Plus the editor's a thug, campaign against domestic violence indeed...
Ben [home]
11.11.2005, 9:12pm
Hmm, I seem to have missed out the word "hypocritical" from that post. Damn!
Tim [home]
12.11.2005, 11:48am
Thank you for visting my blog
Rachel
Rachel [home]
12.11.2005, 11:12pm
The Mail is more interesting than you allow and is several notches above the Sun. Consider these 3 things:
1. Stephen Lawrence Murder. It was the Mail taking the family's part against the police which got the ball rolling. Stephen's father was known by The Mail's editor.
2. Satanic Abuse.
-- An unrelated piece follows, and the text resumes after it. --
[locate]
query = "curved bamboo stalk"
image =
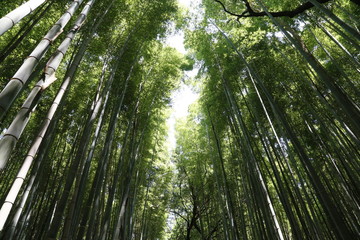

It was the Mail which debunked the phony American 'experts'and home-grown believers in the 1990s and forced a reliance on evidence. The Mail shelled out money as well as editorialising.
3. Most scathing critic of Blair. Mail columnist Peter Hitchens has called for Blair's impeachment and prosecution, cast doubts on all manner of official versions and fears for a police state in Britain. Far beyond and more profound than Galloway, by comparison.
Surprised? I was too. Worth checking out as any of these things tops almost all other newspaper campaigns I can think of. The paper and its readers are less predictable than I had presumed before actually reading a few copies at my ma-in-law's.
w.b. kelso [Email]
17.11.2005, 12:55am
Rachel - it was an interesting read. The assumtions made by the government and parts of the media bother me significantly (although I think it's more a case of wanting to make a point and not actually caring about the truth rather than assuming something).
W.B.Kelso - I take your points (although the critical attitude towards Blair is more childish than anything else). Perhaps the Mail bothers me because the writers (and readers) are older and should know better. The scare tactics and arguments from BEYOND the floodgates are irresponsible. Plus the views from "middle England" are generally contrary to my own opinions.
Tim [home]
17.11.2005, 4:32pm
Yeah, I've always had the impression that the Mail's anti-Blair attitude - and relatedly the anti-war attitude, because so much of Blair's reputation depended on it - was borne entirely out of a hatred of the man that beat the Tories and then kept them sidelined for so long. They're not performing the function of media-as-watchdog, just sticking the boot in as best they can to someone they despise. Peter Hitchens, especially, is an utter numptie on almost any other subject. Fair dos on the Stephen Lawrence case though.